The equation is Dimensionaly Correct!

4. anonymous

thank you Ishaan. Just to clarify, how do I know which symbols are dimensional units? is x always meters and v always velocity? Also, I like your photo :). Anonymous is awesome.

5. anonymous

ok I think I understand now :D. It just looked really scary at first because of all the symbols, but it's really just basic algebra right?

6. anonymous

I know, thanks! @ anonymous Yeah, just basic algebra.

7. anonymous

Thanks man.

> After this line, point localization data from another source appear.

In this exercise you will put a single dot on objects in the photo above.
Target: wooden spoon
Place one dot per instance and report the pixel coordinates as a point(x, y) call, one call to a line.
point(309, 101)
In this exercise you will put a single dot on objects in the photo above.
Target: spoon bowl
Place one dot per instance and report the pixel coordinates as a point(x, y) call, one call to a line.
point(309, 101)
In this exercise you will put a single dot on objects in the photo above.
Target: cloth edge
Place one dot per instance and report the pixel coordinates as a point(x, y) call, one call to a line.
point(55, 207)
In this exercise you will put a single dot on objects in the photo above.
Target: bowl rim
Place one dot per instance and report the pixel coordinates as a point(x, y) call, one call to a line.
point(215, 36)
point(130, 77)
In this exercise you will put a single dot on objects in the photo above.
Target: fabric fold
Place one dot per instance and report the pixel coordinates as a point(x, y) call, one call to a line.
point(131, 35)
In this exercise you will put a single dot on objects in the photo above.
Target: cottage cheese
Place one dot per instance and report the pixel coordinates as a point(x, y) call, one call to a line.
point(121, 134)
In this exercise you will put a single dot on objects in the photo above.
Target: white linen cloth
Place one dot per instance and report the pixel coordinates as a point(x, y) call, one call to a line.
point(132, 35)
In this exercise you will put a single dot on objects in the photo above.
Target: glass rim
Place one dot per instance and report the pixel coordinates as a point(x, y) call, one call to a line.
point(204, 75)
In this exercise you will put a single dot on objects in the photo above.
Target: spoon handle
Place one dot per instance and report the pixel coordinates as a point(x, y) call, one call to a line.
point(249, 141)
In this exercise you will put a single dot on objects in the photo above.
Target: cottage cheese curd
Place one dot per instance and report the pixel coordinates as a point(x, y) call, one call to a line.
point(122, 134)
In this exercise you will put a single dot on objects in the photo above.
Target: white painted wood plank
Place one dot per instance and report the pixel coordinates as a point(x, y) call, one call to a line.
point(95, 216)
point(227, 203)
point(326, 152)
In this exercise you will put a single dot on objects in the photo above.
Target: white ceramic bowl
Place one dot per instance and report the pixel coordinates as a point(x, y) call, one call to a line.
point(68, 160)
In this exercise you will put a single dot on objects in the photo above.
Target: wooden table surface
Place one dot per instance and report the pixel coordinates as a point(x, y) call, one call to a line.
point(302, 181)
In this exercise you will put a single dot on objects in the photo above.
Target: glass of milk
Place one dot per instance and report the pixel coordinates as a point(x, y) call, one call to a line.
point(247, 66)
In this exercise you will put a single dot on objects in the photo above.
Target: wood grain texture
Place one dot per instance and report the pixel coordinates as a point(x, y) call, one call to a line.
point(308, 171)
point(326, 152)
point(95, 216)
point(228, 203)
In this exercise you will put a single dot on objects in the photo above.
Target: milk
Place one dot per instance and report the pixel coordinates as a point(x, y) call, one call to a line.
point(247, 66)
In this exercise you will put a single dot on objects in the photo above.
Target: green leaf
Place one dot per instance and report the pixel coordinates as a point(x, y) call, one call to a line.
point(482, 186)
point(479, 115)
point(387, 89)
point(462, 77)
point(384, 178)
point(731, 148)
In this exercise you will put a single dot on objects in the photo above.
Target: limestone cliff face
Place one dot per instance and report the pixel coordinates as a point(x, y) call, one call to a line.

I feel so slow sometimes xD. I'm a technophile, and yet when it comes to basic physics and math, if something looks uncomfortable to me, I freak out... it's like a mathematical learned helplessness haha.

8. anonymous

I really wish I had a better sense of spatial reasoning though... I can't even do multiplication or addition in my head if it's above a factor of 12 xD haha

9. anonymous

ok I think I might be stuck on part D of #1. Do I need to take a natural log or something?

10. anonymous

Even I can't; you need not worry about calculations just focus on the concepts that's it, for all the calculations we have calculators.  $$\mathsf{1.D}$$ $$\mathsf{\text{KE} = \frac{1}{2}.m.\frac{x^2}{t}}$$ $\mathsf{\text{KE} = \frac{1}{2}.m.v^2}$ Now just put in the units, you don't need logarithm or anything else. $\mathsf{kg*m^2 s^{-4} = KE}$ $\mathsf{\frac{1}{2}.m.x^2.\frac{1}{t} = kg*m^2*\frac{1}{s}}$ Hence, this equation isn't dimensionaly correct. Note. kg for mass (m), $$\mathsf{ms^{-1}}$$ for velocity(v) and s for time (t).

11. anonymous

ah ok. thank you so much. I think I know how to do the rest of these questions now. Everyone I've met on this site is so nice. You guys are really altruistic, and you provide your knowledge to others for free. Much respect :)

12. anonymous

Yeah, OpenStudy platform is really nice. You should checkout the mathematics section it's the most popular section on OpenStudy.

13. anonymous

yep, they've helped me a lot too. Anyway, I won't bother you too much now :p. Thanks for everything. If I get stuck in the future, you'll most likely be the first person I ask for help (if that's ok with you) :p haha.